Surely these statements stir up a lot of concerns in mainstream economic thinking. Most economists will argue that economics is far more sophisticated than that, and no one assumes that markets are perfectly stable and investors are perfectly rational. But the risk models used by banks, or the models used to determine government policy are based on these assumptions only with small modifications. These flaws have not gone unnoticed.
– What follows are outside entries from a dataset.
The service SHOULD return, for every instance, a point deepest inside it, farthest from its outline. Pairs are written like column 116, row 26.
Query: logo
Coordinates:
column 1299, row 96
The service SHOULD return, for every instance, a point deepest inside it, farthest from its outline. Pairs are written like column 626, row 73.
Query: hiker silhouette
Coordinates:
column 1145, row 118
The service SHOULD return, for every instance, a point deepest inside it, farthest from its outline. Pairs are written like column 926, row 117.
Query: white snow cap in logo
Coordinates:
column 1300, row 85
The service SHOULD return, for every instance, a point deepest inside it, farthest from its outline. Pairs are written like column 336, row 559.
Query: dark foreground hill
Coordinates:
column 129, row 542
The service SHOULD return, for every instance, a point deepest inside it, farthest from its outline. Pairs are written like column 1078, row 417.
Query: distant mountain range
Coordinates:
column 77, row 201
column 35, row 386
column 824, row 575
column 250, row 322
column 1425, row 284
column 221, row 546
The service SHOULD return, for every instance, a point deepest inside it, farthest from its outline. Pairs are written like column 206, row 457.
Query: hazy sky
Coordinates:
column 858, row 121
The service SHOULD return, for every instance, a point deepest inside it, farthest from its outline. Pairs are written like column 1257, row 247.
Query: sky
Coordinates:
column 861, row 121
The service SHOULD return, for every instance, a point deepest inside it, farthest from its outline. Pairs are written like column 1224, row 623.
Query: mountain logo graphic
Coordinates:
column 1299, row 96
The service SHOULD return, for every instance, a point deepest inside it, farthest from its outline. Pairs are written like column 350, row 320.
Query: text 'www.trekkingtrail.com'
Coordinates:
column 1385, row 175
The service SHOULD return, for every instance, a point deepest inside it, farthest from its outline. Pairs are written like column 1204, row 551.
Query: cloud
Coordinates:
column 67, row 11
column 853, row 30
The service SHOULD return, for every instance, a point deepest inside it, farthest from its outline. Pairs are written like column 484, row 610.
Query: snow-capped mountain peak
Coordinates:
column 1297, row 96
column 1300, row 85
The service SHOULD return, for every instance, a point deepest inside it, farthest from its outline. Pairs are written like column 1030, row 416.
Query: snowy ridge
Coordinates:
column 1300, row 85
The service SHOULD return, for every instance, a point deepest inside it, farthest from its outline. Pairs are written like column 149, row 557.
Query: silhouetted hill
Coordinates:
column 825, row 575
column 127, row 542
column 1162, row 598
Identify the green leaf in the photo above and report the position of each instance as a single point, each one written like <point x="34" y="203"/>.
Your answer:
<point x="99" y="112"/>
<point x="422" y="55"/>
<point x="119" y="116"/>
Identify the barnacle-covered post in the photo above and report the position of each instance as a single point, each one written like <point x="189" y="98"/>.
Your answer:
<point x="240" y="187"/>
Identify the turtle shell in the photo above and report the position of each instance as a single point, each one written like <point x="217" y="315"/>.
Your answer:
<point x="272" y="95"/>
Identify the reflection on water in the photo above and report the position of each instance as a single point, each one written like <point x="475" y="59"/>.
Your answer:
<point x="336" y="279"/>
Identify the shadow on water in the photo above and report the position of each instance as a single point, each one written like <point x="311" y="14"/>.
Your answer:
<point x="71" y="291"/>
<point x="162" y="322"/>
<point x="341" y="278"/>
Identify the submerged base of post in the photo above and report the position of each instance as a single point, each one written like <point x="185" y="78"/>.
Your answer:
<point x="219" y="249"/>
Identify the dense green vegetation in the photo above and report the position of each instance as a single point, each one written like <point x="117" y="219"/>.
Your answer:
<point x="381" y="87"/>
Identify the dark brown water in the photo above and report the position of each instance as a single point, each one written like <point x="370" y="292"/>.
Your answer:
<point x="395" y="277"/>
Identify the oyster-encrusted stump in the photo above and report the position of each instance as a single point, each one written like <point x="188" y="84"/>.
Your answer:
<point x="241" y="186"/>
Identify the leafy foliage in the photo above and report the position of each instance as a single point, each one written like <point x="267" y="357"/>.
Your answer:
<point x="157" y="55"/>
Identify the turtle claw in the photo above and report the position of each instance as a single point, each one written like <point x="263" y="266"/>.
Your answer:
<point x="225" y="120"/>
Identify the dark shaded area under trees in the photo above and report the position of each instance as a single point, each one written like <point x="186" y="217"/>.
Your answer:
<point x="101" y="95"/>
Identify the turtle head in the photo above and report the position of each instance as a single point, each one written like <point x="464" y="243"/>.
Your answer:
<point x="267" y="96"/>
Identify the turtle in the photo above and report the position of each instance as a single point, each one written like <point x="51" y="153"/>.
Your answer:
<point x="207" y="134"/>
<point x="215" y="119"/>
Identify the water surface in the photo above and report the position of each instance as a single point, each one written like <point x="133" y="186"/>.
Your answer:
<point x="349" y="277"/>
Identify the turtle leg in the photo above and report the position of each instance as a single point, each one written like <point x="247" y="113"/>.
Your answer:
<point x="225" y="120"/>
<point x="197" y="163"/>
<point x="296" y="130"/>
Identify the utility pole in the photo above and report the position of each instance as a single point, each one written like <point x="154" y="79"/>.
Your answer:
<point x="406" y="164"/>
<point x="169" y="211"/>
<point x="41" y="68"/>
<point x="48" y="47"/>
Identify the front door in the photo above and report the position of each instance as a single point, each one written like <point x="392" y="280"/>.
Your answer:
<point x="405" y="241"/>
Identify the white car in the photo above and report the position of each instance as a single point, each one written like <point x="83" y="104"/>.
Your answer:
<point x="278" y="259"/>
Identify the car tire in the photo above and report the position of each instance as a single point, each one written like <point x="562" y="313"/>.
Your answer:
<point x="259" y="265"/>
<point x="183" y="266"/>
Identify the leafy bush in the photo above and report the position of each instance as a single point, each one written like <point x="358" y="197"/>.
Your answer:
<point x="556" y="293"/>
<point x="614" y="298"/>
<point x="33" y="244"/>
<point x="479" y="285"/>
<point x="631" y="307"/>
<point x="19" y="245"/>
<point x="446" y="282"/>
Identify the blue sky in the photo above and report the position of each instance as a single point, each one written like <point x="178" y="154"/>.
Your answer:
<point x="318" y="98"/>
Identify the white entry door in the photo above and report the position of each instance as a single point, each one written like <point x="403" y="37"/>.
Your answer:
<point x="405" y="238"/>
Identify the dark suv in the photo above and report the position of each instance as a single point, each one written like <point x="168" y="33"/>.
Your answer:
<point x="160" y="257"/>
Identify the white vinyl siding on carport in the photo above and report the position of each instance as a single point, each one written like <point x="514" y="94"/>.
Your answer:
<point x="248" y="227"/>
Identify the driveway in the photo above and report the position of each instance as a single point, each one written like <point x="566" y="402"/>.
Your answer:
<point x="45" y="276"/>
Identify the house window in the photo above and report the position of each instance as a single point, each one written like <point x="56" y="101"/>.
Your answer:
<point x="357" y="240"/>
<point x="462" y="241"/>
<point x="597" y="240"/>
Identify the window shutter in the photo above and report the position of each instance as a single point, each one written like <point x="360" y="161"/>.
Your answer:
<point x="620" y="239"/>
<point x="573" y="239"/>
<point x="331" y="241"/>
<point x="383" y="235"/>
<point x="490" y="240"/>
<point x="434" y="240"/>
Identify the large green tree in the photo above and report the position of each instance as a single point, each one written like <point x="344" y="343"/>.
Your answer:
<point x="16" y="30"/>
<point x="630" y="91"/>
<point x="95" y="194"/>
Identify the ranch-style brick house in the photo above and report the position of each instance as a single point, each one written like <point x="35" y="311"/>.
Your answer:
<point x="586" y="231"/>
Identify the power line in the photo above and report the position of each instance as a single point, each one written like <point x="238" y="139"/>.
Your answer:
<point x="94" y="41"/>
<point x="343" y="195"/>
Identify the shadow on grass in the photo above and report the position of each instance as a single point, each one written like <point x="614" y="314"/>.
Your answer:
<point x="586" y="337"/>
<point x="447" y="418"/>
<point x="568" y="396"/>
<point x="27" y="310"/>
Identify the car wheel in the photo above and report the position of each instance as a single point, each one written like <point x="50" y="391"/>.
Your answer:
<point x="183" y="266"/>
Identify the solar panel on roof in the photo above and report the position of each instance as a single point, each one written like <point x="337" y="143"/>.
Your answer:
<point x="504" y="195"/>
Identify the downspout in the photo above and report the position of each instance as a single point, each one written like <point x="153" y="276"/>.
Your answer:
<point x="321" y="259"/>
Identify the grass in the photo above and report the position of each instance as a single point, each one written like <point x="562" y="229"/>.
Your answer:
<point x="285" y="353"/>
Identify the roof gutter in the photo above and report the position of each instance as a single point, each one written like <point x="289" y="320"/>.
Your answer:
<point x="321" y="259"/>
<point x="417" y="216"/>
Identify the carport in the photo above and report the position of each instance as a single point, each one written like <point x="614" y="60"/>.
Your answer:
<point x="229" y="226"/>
Heterodox economists, that makeup 10% of economists have been arguing against these assumptions for years.

In reality, A theory is likely to be accepted only if it tells a story that benefits a powerful constituency. Many economists like these just play along with these mistakes in order to get publications and tenure.

According to David Orrell, an applied mathematician, training in economics is actually a liability, and learning only the perspective of an economist is like closing your mind. Ideas that are revitalizing economics come from diverse fields like psychology, network theory, and systems biology which are way beyond the standard economic curriculum. One big area of progress would be how new economists are born, therefore challenging the existing curriculum for economics. An overly formal and dogmatic education in the economic sciences and financial mathematics are part of the problem. Economic curriculums need to include more natural science, as suggested by JP bouchand. He also mentioned how healthy scientific revolutions have not yet taken hold in economics, where ideas have solidified into dogmas that obsess academics as well as decision-makers high up in government agencies and financial institutions. This will be distinctly advantageous as it will allow the new economist to analyze the problems without justifying the previous theories that they’re exposed to early in their career and feel compelled to defend. After all, economics is more than just social science, it’s understanding people, systems, and the nature of the universe.

As Newton once said, modeling the madness of people is more difficult than the motion of planets.

To conclude, Economics, which models itself after 19th-century physics, is clearly due for an update. The revolution in economics happened a century ago. What we need is a recognition of this way of thinking. As Marshall McLuhan wrote in Laws of Media: The New Science (1992): ‘I do not think that philosophers, in general, have yet come to terms with this declaration from quantum physics: the days of the Universe as Mechanism are over.’ Nowhere is that more true than in economics.